Follow the Flow: Fine-grained Flowchart Attribution with Neurosymbolic Agents
This addresses the problem of unreliable automated flowchart processing in critical domains like logistics and health, though it is incremental as it builds on existing neurosymbolic and graph-based methods.
The paper tackles the challenge of interpreting flowcharts with LLMs, which often hallucinate connections, by introducing a neurosymbolic agent that performs fine-grained attribution to improve verifiability and explainability, achieving a 10-14% performance gain over baselines on a new benchmark.

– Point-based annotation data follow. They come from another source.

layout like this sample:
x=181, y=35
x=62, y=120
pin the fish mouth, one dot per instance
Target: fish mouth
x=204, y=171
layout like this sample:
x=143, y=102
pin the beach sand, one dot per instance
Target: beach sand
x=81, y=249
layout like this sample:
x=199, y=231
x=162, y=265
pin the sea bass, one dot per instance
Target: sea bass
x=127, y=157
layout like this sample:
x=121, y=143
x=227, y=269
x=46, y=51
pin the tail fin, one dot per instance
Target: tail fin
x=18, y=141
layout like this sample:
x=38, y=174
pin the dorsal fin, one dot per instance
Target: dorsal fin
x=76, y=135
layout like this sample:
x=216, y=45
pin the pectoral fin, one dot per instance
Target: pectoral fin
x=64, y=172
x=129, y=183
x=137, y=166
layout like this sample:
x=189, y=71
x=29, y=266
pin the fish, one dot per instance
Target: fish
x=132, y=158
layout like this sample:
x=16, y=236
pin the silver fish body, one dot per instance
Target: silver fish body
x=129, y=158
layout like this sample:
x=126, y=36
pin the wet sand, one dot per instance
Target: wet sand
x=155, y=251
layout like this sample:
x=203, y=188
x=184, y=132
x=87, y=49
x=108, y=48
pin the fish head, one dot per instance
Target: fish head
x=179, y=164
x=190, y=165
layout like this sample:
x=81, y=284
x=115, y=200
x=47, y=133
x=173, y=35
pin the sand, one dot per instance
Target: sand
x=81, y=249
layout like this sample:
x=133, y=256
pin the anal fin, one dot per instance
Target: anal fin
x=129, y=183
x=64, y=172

Flowcharts are a critical tool for visualizing decision-making processes. However, their non-linear structure and complex visual-textual relationships make it challenging to interpret them using LLMs, as vision-language models frequently hallucinate nonexistent connections and decision paths when analyzing these diagrams. This leads to compromised reliability for automated flowchart processing in critical domains such as logistics, health, and engineering. We introduce the task of Fine-grained Flowchart Attribution, which traces specific components grounding a flowchart referring LLM response. Flowchart Attribution ensures the verifiability of LLM predictions and improves explainability by linking generated responses to the flowchart's structure. We propose FlowPathAgent, a neurosymbolic agent that performs fine-grained post hoc attribution through graph-based reasoning. It first segments the flowchart, then converts it into a structured symbolic graph, and then employs an agentic approach to dynamically interact with the graph, to generate attribution paths. Additionally, we present FlowExplainBench, a novel benchmark for evaluating flowchart attributions across diverse styles, domains, and question types. Experimental results show that FlowPathAgent mitigates visual hallucinations in LLM answers over flowchart QA, outperforming strong baselines by 10-14% on our proposed FlowExplainBench dataset.